Electromagnetic emission due to nonlinear interaction of laser wakefields colliding in plasma at an oblique angle

TL;DR

This paper extends the theory of electromagnetic emission from colliding laser wakefields in plasma to arbitrary angles, predicting angular distribution and efficiency, supported by particle-in-cell simulations.

Contribution

It generalizes existing models to include oblique collision angles, enabling better prediction of emission characteristics in practical setups.

Findings

Theoretical model predicts angular distribution of emitted radiation.

Simulation results qualitatively confirm theoretical predictions.
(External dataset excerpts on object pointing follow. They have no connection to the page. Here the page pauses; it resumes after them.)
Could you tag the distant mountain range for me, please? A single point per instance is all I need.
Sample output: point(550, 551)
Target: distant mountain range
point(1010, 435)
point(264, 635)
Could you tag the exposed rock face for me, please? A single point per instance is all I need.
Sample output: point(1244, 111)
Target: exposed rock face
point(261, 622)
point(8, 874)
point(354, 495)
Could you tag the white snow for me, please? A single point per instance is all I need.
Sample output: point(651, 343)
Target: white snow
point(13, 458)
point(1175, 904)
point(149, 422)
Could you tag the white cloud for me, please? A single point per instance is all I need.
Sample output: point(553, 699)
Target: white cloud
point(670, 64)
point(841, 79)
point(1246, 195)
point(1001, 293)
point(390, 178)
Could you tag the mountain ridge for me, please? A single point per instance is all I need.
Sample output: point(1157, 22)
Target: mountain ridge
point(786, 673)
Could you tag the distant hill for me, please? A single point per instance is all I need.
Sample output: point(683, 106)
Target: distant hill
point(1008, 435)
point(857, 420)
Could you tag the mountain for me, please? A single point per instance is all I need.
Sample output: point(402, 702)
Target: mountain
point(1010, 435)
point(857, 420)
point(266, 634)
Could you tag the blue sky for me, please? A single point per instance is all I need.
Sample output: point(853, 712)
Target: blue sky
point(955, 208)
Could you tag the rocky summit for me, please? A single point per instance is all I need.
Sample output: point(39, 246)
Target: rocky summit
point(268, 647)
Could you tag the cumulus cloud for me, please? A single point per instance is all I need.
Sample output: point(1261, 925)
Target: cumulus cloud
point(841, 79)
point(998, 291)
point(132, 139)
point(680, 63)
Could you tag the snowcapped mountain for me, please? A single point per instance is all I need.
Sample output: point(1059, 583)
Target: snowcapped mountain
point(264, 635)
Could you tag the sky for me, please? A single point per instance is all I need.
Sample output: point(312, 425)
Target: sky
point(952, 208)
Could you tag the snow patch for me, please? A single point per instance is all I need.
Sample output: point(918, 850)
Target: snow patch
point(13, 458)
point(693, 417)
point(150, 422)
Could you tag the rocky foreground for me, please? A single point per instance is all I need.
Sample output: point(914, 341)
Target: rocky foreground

Efficiency of second harmonic generation depends on collision angle.

Abstract

Head-on collision of laser-induced plasma wakefields with differing profiles of electrostatic potential has been recently found to be an efficient mechanism for generating high-power electromagnetic emission at the second harmonic of the plasma frequency [I.V.Timofeev et al. Phys. Plasmas 24, 103106 (2017)]. This mechanism is attractive for creating a source of tunable narrow-band coherent radiation in the terahertz frequency range. In this paper, we generalize the theory of electromagnetic emission produced by nonlinear interaction of two plasma wakes to the case of an arbitrary collision angle. Such a theory is used to evaluate the angular distribution of the second harmonic radiation as well as its total generation efficiency for parameters of the proof-of-principle experiment in which laser axes will be aligned with a small finite angle. Theoretical predictions are qualitatively confirmed by particle-in-cell simulations.